Group Work (10-15 minutes)
a. Divide the class into 8 small groups of 3-4 students (or groups of no more than three) and give each group a Civic Value Quote Card b. Ask students to read the definitions and quotes individually (5 min.) c. As a group, students should discuss the quotes. Suggested questions:
- Paraphrase each quote and put it in your own words.
- List examples of a time in your own life when you acted according to this value. Why did you act that way? What were the results?
- List examples of a time in your own life when you failed to act according to this value. Why did you act that way? What were the results?
- List examples of people in your own lives or people you know who acted according to this value. Why did they act that way? What were the results?
- List examples of people in history who acted according to this value. Why? What were the results?
- Which people in the September 11 tragedy acted according to this value? Why did they act that way? What were the results of their actions?
- Why is it important for Americans to act according to this value?
Students should find a photograph and/or news article about the events of September 11 which illustrate the value discussed in class. Assessment options include:
a. Write a one paragraph explanation of why the chosen photo/article is an example of the value in action. b. Write a 3-5 paragraph essay comparing the value in historical times (e.g., the courage or perseverance shown by the Founders) with the value as exemplified on September 11. c. Write a poem or haiku expressing the value as demonstrated on September 11. d. Write a Letter to the Editor encouraging people to act with this value. e. Create a graphic display with quotes and photos/illustrations of the value as expressed historically and as shown on September 11. f. Create and perform a song about the value as shown on September 11.
- After the initial small-group discussion, students jigsaw (re-group) and share their value and examples of that value with new group members.
- Extend activity over an eight-day period, with each day devoted to discussion of a different value.
- Students research one of the people cited on the Civic Value Quote Card and prepare a written or oral report for the class.
- Locate or research on-line a photo/article from September 2006 that illustrates a particular value and write a brief explanation.
Social Studies Standards (Grades 9-12) National Council for the Social StudiesSTANDARD 10: Civic Ideals and Practices
Social studies programs should include experiences that provide for the study of the ideals, principles, and practices of citizenship in a democratic republic.

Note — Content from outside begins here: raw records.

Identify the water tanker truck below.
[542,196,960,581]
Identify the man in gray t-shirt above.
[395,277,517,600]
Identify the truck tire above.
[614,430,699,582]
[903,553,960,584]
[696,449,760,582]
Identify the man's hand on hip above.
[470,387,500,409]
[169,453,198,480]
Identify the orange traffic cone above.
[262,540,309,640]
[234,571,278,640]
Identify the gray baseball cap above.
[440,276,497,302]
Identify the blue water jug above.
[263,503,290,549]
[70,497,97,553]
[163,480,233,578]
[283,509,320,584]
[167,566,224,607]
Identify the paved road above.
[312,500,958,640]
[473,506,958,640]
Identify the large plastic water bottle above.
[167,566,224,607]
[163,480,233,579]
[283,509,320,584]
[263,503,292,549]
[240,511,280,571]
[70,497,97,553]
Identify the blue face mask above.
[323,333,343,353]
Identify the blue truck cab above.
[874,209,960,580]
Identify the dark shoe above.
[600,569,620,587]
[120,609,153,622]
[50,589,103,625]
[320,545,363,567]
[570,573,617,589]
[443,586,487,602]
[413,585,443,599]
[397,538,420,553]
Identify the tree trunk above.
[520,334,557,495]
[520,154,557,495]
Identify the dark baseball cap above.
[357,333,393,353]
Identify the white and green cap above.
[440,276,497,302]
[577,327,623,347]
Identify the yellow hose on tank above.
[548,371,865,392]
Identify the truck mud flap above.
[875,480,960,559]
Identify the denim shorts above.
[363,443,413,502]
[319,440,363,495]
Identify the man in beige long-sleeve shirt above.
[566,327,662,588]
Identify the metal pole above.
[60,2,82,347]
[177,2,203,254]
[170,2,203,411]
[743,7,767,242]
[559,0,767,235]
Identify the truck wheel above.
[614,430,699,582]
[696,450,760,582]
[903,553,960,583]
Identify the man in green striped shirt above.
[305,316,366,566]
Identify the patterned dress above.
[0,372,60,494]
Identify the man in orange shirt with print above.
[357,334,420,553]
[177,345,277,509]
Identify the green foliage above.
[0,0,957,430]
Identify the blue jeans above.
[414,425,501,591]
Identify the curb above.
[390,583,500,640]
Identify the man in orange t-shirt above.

National Standards for Civics and Government (Grades 9-12) Center for Civic EducationSTANDARD V: What are the Roles of a Citizen in American Democracy?
D. What civic dispositions or traits of private and public character are important to the preservation and improvement of American constitutional democracy? To meet this standard, students should be able to explain the meaning and importance of self-discipline, responsibility, respect for the rights of others, compassion, patriotism, civility, honesty, persistence, and courage.
National History Standards (Grades 5-12) National Center for History in the SchoolsSTANDARD 3: The student engages in historical analysis and interpretation:
A. Compare and contrast differing sets of ideas, values, personalities, behaviors, and institutions by identifying likenesses and differences. D. Draw comparisons across eras and regions in order to define enduring issues as well as large-scale or long-term developments that transcend regional and temporal boundaries.
STANDARD 5: The student engages in historical issues-analysis and decision-making:
B. Marshal evidence of antecedent circumstances and current factors contributing to contemporary problems and alternative courses of action. D. Evaluate alternative courses of action, keeping in mind the information available at the time, in terms of ethical considerations, the interests of those affected by the decision, and the long- and short-term consequences of each.